44. Nel solco di tale principio, si è precisato che la portata innovativa della L. n. 412 del 1991, art. 13, comma 1, come tale destinata ad operare all'indomani della sua entrata in vigore, concerne l'imposizione al pensionato di un più ampio obbligo di collaborazione nella segnalazione di "fatti incidenti sul diritto o sulla misura della pensione goduta, che non siano già conosciuti dall'ente competente", da ricondurre al generale dovere di correttezza nell'attuazione del rapporto obbligatorio di cui all'art. 1175 c.c. (Cass. nn. 1919 del 2018 e 8731 del 2019). 

45. Infine, come noto, la qualificazione dell'elemento soggettivo costituisce attività tipica del giudice e compito del giudice è l'accertamento del dolo, agli effetti della disciplina applicabile dell'indebito previdenziale e, dunque, l'indagine, nei termini dianzi esposti, sul dolo del percettore di trattamenti previdenziali indebiti rimane insindacabile in sede di legittimità. 

46. Ebbene, a tali principi si è attenuta la Corte di merito allorchè, ricondotta la fattispecie nell'alveo dell'indebito previdenziale e accertate, in fatto, la sussistenza, in concreto, della non addebitabilità al percipiente dell'erogazione non dovuta e la presenza di una situazione idonea a creare legittimo affidamento, ha escluso una condotta dolosamente preordinata a conseguire immeritati benefici patrimoniali, per non avere l'assicurato mai celato, all'INPS, lo svolgimento di attività lavorativa autonoma, provvedendo, anzi, al puntuale e costante versamento dei relativi contributi nella gestione separata, ragione per cui l'INPS, già prima della elargizione della pensione di anzianità, e in costanza del versamento dell'indennità di mobilità, era o avrebbe dovuto essere a conoscenza della situazione professionale del lavoratore. 

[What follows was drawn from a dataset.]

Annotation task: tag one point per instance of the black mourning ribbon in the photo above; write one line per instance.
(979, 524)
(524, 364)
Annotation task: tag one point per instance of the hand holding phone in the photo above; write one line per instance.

47. In conclusione, il ricorso è da rigettare. 

48. La novità della questione consiglia la compensazione delle spese del giudizio. 

P.Q.M. 

La Corte rigetta il ricorso; spese compensate. Ai sensi del D.P.R. n. 115 del 2002, art. 13,comma 1-quater, sussistono i presupposti processuali per il versamento, a carico della parte ricorrente, dell'ulteriore importo, a titolo di contributo unificato, pari a quello per il ricorso ex art. 13,comma 1, se dovuto. 

Così deciso in Roma, nella camera di consiglio, il 7 luglio 2022.